空調機器の種類を徹底解説|用途別・方式別にわかる完全ガイド
空調機器とは?基本的な役割と重要性 空調機器とは、室内の温度・湿度・気流・空気清浄を制御し、快適かつ健康的な空間をつくる設備の総称です。住宅だけでなく、オフィス、商業施設、工場、病院など、あらゆる建築物に欠かせない存在となっています。 近年では、省エネ性能の向上や環境配慮、IoTによる遠隔制御など、空調機器は大きく進化しています。用途や設置環境に応じて最適な種類を選定することが、快適性・ランニングコスト・設備寿命に大きく影響します。
空調機器の主な種類(方式別)
ルームエアコン(家庭用エアコン)
最も一般的な空調機器で、主に戸建住宅や集合住宅に利用されます。壁掛形・天井吊形・床置形などバリエーションがあり、冷暖房、除湿、空気清浄などの機能を一体化している点が特徴です。
メリット
初期費用が比較的安い
施工が容易
個別制御が可能
デメリット
広い空間には不向き
台数が増えると電力管理が複雑
業務用パッケージエアコン(PAC)
店舗・オフィス・工場など中~大規模空間向けの空調機器です。
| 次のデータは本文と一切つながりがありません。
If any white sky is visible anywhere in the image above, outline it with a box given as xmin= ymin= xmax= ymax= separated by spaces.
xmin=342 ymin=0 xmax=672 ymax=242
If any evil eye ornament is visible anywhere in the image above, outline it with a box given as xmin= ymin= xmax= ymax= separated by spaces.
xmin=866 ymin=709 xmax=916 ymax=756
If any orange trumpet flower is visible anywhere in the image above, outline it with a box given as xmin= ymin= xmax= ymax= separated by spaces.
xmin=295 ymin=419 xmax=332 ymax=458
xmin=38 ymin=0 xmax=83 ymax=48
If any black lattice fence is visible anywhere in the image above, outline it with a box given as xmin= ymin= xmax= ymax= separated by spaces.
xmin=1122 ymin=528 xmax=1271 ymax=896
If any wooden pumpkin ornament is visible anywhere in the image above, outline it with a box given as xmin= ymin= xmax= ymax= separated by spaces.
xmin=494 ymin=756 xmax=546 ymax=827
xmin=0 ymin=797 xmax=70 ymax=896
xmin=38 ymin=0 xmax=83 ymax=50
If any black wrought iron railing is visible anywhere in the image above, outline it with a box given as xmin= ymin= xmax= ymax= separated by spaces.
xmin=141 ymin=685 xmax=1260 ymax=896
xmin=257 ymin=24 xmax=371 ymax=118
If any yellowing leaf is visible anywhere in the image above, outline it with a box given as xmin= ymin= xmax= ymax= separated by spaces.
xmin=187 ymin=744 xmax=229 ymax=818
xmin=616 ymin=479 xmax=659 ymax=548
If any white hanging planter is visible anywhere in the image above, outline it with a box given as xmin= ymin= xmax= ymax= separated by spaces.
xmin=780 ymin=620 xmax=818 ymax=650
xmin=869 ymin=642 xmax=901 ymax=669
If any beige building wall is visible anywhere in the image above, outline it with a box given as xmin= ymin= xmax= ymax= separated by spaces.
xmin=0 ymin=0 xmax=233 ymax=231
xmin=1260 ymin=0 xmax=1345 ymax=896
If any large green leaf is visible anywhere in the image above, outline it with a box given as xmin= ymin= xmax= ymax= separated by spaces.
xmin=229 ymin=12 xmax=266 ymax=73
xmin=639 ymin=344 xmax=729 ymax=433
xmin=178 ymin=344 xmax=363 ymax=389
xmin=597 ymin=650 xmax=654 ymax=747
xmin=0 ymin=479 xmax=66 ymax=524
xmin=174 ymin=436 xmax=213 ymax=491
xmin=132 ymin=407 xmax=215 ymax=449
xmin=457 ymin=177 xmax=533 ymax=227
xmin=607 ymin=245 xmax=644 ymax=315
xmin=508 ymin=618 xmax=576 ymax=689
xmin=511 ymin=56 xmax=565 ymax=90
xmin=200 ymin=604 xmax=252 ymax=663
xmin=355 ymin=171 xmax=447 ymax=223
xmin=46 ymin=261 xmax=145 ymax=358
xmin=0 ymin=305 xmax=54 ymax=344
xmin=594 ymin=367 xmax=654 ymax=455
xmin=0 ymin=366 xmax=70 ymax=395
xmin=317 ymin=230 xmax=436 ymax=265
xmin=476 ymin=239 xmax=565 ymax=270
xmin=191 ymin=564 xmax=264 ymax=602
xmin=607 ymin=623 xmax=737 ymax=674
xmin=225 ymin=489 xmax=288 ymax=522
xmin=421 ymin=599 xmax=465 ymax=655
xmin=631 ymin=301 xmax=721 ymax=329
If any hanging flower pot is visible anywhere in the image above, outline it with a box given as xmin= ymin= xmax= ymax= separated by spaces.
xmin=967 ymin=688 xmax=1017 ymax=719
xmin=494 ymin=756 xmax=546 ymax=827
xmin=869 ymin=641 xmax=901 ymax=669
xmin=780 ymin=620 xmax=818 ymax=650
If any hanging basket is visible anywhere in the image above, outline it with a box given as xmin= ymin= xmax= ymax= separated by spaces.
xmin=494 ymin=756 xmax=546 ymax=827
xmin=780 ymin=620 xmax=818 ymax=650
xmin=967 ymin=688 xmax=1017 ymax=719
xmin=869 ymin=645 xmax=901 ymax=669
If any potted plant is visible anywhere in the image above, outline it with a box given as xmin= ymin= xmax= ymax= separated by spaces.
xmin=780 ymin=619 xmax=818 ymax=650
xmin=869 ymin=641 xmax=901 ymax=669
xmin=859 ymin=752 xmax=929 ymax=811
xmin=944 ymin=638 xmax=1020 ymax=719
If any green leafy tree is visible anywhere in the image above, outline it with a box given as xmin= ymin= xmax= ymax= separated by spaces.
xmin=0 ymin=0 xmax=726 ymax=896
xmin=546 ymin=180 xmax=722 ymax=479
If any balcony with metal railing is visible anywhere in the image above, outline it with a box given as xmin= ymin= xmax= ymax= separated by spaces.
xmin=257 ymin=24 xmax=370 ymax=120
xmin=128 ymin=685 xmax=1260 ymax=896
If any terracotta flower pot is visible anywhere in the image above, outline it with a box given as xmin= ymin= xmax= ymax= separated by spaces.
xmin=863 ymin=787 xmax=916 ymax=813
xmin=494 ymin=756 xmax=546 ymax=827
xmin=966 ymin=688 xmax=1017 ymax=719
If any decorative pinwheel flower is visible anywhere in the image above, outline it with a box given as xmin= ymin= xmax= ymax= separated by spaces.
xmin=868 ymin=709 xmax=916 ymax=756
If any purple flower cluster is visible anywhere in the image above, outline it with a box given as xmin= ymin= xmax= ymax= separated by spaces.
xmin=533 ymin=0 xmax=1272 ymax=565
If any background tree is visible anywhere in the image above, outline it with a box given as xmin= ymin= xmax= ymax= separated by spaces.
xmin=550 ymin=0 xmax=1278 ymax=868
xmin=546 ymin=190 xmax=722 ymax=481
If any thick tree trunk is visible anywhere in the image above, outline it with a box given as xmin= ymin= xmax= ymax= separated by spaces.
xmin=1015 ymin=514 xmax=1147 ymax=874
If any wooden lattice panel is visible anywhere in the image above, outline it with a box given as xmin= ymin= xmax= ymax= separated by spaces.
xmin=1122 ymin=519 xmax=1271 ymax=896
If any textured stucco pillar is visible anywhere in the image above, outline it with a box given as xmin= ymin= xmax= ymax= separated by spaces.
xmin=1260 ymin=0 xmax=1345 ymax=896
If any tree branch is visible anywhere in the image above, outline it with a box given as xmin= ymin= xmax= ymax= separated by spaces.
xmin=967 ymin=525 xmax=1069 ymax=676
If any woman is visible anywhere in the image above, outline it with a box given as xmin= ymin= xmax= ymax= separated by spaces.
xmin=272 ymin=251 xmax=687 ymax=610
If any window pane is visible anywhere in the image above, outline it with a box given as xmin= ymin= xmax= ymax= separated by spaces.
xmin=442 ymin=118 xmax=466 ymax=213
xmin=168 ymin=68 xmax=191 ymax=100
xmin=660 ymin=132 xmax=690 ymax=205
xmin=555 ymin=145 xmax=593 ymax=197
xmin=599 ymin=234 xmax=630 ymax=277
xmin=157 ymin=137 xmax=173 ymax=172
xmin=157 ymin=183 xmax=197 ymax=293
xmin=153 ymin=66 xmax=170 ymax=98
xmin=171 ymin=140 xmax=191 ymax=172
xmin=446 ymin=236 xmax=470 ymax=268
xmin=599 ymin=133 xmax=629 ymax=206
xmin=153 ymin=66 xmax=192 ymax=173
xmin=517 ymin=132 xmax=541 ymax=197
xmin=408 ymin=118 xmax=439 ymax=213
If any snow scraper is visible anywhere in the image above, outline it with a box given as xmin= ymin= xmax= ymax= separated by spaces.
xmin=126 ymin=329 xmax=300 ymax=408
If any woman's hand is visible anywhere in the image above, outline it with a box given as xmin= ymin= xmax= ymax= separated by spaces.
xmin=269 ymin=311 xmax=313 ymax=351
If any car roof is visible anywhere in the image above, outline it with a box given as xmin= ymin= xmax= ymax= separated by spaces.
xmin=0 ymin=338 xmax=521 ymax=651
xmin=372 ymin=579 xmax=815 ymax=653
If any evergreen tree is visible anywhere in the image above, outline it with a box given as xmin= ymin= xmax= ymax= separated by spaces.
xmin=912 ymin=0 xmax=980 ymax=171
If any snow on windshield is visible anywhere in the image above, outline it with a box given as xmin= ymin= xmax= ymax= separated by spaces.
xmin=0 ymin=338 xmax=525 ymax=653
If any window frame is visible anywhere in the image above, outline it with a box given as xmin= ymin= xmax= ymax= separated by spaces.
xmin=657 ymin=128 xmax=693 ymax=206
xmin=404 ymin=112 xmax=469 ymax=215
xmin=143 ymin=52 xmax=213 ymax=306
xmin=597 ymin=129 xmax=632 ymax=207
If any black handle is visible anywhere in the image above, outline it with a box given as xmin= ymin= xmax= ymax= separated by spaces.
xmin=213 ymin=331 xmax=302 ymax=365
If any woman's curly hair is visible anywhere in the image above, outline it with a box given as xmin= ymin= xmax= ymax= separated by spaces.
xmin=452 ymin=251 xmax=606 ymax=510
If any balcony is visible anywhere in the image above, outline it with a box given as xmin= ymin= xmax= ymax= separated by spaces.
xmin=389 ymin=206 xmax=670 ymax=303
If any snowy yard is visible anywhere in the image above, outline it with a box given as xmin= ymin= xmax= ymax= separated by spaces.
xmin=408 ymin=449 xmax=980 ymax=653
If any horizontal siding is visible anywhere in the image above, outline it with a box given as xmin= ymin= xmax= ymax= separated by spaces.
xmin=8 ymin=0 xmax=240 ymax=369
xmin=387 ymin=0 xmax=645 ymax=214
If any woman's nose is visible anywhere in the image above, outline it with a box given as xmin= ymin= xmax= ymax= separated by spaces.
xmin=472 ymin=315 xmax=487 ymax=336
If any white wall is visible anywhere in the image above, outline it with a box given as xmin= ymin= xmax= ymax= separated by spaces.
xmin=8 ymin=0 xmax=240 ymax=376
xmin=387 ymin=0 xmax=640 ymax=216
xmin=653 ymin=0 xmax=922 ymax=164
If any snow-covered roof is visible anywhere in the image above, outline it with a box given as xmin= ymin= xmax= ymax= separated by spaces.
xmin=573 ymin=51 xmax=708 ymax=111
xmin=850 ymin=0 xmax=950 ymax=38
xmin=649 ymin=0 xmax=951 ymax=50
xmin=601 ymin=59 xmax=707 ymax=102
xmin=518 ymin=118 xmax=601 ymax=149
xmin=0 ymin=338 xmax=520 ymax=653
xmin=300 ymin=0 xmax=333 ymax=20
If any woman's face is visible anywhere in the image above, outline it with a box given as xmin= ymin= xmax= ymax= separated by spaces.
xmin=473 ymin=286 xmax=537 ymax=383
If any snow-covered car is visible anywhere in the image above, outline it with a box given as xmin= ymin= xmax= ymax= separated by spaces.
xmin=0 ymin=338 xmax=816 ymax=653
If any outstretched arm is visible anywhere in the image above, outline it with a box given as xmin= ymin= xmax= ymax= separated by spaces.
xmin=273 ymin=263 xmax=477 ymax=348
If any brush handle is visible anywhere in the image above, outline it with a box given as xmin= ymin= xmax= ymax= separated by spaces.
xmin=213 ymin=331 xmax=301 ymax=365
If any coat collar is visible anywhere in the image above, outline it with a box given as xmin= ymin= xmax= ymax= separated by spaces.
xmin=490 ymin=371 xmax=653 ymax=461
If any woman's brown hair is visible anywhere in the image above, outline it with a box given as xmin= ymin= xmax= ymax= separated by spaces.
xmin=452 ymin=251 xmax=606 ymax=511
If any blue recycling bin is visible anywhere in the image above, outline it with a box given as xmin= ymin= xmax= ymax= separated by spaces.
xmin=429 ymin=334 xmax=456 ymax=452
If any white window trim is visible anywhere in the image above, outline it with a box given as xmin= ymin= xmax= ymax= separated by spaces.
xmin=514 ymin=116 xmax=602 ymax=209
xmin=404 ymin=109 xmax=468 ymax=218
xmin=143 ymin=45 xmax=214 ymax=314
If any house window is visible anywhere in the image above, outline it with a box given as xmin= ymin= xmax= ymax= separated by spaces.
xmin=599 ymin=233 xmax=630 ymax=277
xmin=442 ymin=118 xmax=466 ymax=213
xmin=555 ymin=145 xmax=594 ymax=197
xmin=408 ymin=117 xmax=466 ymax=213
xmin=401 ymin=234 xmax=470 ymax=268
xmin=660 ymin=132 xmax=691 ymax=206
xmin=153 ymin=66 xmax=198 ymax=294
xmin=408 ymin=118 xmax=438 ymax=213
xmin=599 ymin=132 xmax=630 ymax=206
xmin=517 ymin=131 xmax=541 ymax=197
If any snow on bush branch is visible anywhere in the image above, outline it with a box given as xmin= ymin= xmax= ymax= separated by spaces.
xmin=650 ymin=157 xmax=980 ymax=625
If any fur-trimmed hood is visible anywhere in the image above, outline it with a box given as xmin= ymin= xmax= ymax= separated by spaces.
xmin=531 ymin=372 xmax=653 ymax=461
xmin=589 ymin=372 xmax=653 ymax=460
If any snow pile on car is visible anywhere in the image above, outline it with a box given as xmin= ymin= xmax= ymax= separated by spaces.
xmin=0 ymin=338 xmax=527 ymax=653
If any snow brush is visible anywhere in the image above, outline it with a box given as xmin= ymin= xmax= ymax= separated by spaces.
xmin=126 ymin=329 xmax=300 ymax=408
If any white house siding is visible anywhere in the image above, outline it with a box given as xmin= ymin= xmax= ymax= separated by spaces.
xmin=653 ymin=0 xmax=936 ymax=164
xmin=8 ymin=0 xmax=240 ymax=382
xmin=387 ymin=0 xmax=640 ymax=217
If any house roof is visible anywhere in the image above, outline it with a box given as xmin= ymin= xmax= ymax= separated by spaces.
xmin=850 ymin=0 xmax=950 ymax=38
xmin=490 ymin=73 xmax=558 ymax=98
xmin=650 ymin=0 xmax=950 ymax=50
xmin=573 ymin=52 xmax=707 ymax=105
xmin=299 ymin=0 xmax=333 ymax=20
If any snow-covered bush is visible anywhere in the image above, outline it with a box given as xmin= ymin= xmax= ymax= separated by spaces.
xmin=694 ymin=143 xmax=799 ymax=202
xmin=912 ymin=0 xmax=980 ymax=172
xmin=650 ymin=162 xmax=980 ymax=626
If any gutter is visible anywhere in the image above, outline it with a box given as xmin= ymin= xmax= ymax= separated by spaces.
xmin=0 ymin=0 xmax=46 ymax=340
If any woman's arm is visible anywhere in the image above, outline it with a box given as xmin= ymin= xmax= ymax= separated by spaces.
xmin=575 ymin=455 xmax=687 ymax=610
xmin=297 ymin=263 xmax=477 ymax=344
天井カセット形、天井埋込ダクト形、床置形など多彩な室内機が選べます。
高出力で広い空間に対応
レイアウト自由度が高い
複数台の同時運転が可能
代表的なメーカー:ダイキン、三菱電機など(省エネ性能や制御技術に強み)
ビル用マルチエアコン(VRF方式)
1台の室外機で複数の室内機を制御できる方式で、中規模~大規模ビルで利用されています。
メリット
室外機設置スペースの削減
部屋ごとの個別温度設定
配管距離が長く取れる
注意点
設計・施工の専門性が高い
初期コストは高め
セントラル空調(中央空調方式)
大型建築物や病院、ホテル、工場などに採用される中央管理方式です。冷凍機・ボイラー・空調機(AHU)を組み合わせて建物全体を管理します。
温湿度・空気質を高精度に管理
大規模空間でも安定した性能
BEMSなどエネルギー管理と連携
部分運転が難しく、運用コストや管理負担が大きい点に注意が必要です。
空調機器の主な種類(用途別)
用途 | 主な機種 |
|---|---|
住宅用 | 壁掛形エアコン、全館空調システム |
商業施設・オフィス用 | 天井カセット形パッケージエアコン、ビル用マルチエアコン |
工場・倉庫用 | スポットエアコン、大型床置形エアコン、外気処理ユニット |
医療・クリーンルーム用 | クリーンエアコン、高性能フィルタ(HEPA)対応空調 |
空調機器選定で重要なポイント
空間の広さと用途
必要能力(kW・馬力)を間違えると効き不足や無駄な電力消費が発生。使用時間と運転パターン
長時間運転する場合は省エネ性・耐久性が重要。設置環境の確認
天井高、梁、電源容量、室外機の設置スペースなど事前の確認が必要。ランニングコスト
初期費用だけでなく、電気代・メンテナンス費用・更新時期まで含めて比較しましょう。
まとめ
空調機器には、家庭用から業務用、中央空調まで多彩な種類があり、それぞれ適した用途・特徴があります。最適な空調機器の選定は、建物の規模・用途・運用方法によって大きく異なります。種類や特徴を正しく理解し、設計・施工・運用まで総合的に検討することで、快適性・省エネ性・長期的なコスト削減を実現できます。